95% da produção de conhecimento no Brasil ocorre em universidades federais.

A pós-graduação da UFS é considerada jovem pelo próprio SNPG e está em franco processo de consolidação. É comum os cursos de pós terem nota 3 e 4 nas regiões Norte, Nordeste e Centro-Oeste, que têm maior carência de recursos e onde as assimetrias da pós-graduação vêm sendo reduzidas somente nas últimas décadas. A medida desconsidera essas diferenças entre os estados brasileiros, a distribuição de doutores pelo país e os impactos sociais dos PPGs nas regiões. Esses programas jovens teriam boas oportunidades de subir de patamar se esses cortes não ocorressem. Só na UFS, essa fase afeta diretamente 32 cursos de mestrado e dez cursos de doutorado. Ao final desta fase, 156 bolsas de mestrado e 38 bolsas de doutorado deixarão de existir. A medida mata por inanição 32 dos 58 PPGs da UFS (55%).

A chamada “Fase 2” é desmonte da pós-graduação brasileira porque implanta mudanças estruturais que destroem princípios históricos e basilares do SNPG. O sistema trouxe importantes avanços ao longo das últimas décadas, estabelecendo critérios que levam em conta o processo de consolidação do programa, a avaliação periódica e a redução das assimetrias regionais. As universidades respondem por cerca de 99% de todo o conhecimento gerado no Brasil, sendo as públicas responsáveis por cerca de 95% deste total. Os PPGs produzem grande parte dessa valiosa produção científica que a famigerada fase 2 quer agora aniquilar. A imensa maioria dos programas com nota 5 para cima estão em universidades públicas. Elite da nossa pós-graduação, os programas nota 7 também.

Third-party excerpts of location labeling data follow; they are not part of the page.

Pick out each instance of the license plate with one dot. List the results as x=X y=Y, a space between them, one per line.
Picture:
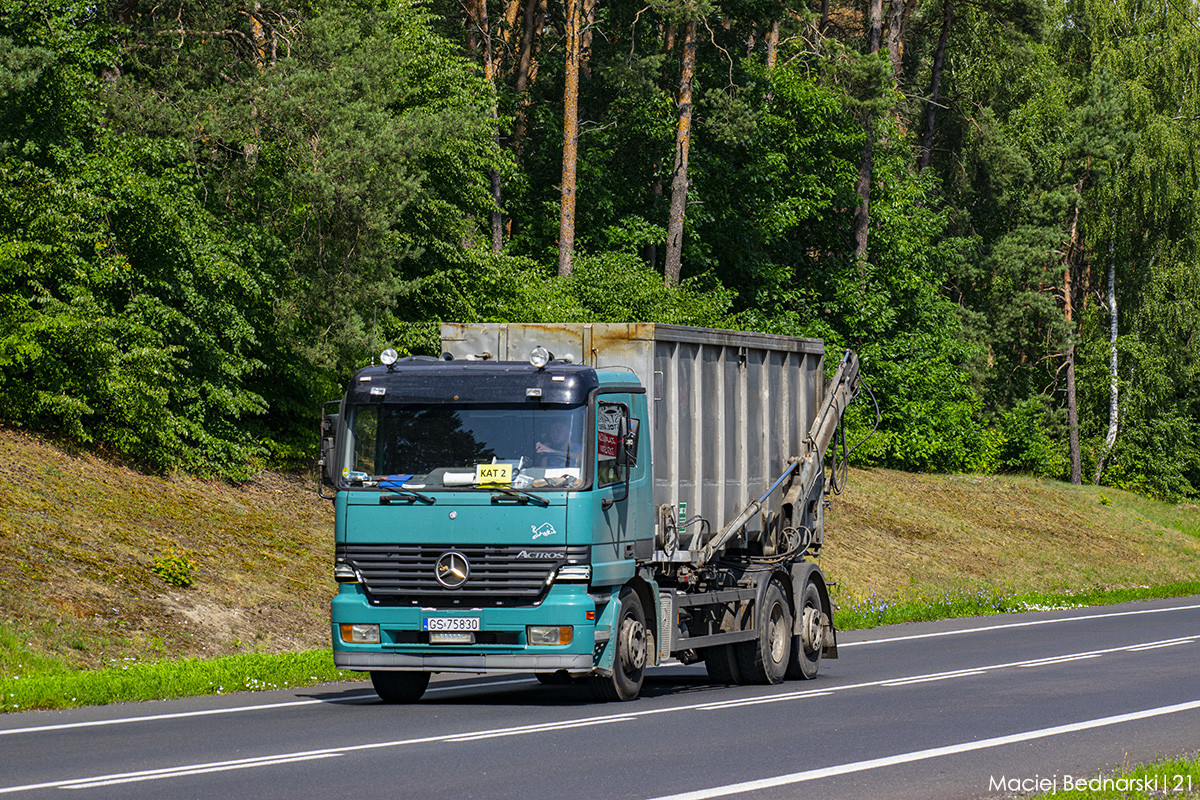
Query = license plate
x=450 y=624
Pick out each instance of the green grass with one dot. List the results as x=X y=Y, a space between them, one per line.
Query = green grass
x=53 y=686
x=875 y=611
x=1174 y=777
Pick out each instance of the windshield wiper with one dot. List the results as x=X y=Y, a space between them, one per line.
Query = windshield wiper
x=520 y=494
x=407 y=494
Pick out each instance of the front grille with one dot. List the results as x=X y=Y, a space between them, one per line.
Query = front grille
x=499 y=575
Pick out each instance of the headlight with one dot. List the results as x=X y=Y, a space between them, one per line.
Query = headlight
x=346 y=573
x=550 y=635
x=360 y=633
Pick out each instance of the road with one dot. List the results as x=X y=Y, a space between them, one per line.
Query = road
x=977 y=708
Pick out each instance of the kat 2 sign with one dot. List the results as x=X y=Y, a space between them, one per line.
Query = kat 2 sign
x=610 y=428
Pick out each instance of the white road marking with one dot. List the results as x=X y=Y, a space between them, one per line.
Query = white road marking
x=240 y=709
x=933 y=752
x=154 y=775
x=628 y=716
x=1011 y=625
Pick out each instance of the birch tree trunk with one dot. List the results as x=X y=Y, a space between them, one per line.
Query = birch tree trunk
x=1077 y=468
x=570 y=140
x=683 y=143
x=1110 y=438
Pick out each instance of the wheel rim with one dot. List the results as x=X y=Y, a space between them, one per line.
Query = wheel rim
x=633 y=641
x=810 y=629
x=778 y=637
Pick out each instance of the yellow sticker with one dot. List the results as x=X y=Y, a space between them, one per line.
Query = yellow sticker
x=493 y=474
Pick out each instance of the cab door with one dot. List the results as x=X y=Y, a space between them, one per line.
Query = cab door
x=611 y=548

Fora o ‘contigenciamento’ do MEC, os sucessivos cortes no orçamento do MCTIC também afetam os PPGs e a ciência brasileira.

Em valores absolutos, a medida gera um prejuízo colossal aos PPGs da UFS e à própria economia sergipana, que perderá, direta ou indiretamente, recursos da ordem de R$ 9,7 milhões, por ano.

O bloqueio anunciado pelo MEC também afeta o pleno funcionamento dos dois hospitais universitários da UFS 100% SUS, inclusive com serviço especializado para crianças com microcefalia, uma ameaça à saúde da população sergipana sem precedentes na história do estado.

Fora os cortes do MEC, os sucessivos cortes no orçamento do MCTIC, que chegam a mais de 48% apenas neste ano, impactam também os PPGs e toda ciência brasileira. Apenas na UFS, vários projetos de pesquisa já estão sofrendo com os cortes no MCTIC e serão fortemente prejudicados por esta última ação da Capes e o bloqueio de 30% anunciado pelo MEC. Os projetos envolvem temas prioritários para o Nordeste, como as doenças negligenciadas como o Zika vírus, chikungunya e dengue; investigações sobre segurança pública, feminicídio e violência doméstica; além das pesquisas sobre recursos hídricos e energias renováveis.

 A universidade deveria ser um dos principais sustentáculos do processo de recuperação econômica do Brasil.

Apesar do cenário catastrófico e de terror, setores importantes da sociedade vêm se mobilizando em favor da educação, da ciência e da tecnologia. A parte reflexiva e coerente do próprio Congresso Nacional cobra explicações mais convincentes que a repartição dos chocolates.

A própria SBPC questionou o governo sobre quais são, afinal, as metas do governo para a ciência no Brasil. O governo está anunciando que os cortes são baseados em “metas” “não cumpridas” que até agora não foram definidas. Na verdade, temos ainda dúvida sobre se as medidas anunciadas são acontecimentos desconexos ou um projeto de desconstrução dos pilares de uma sociedade civilizada, como educação, ciência, tecnologia e inovação. A universidade, especialmente a pública, deveria ser um dos principais sustentáculos do processo de recuperação econômica do Brasil, e não a ‘Geni’ da vez.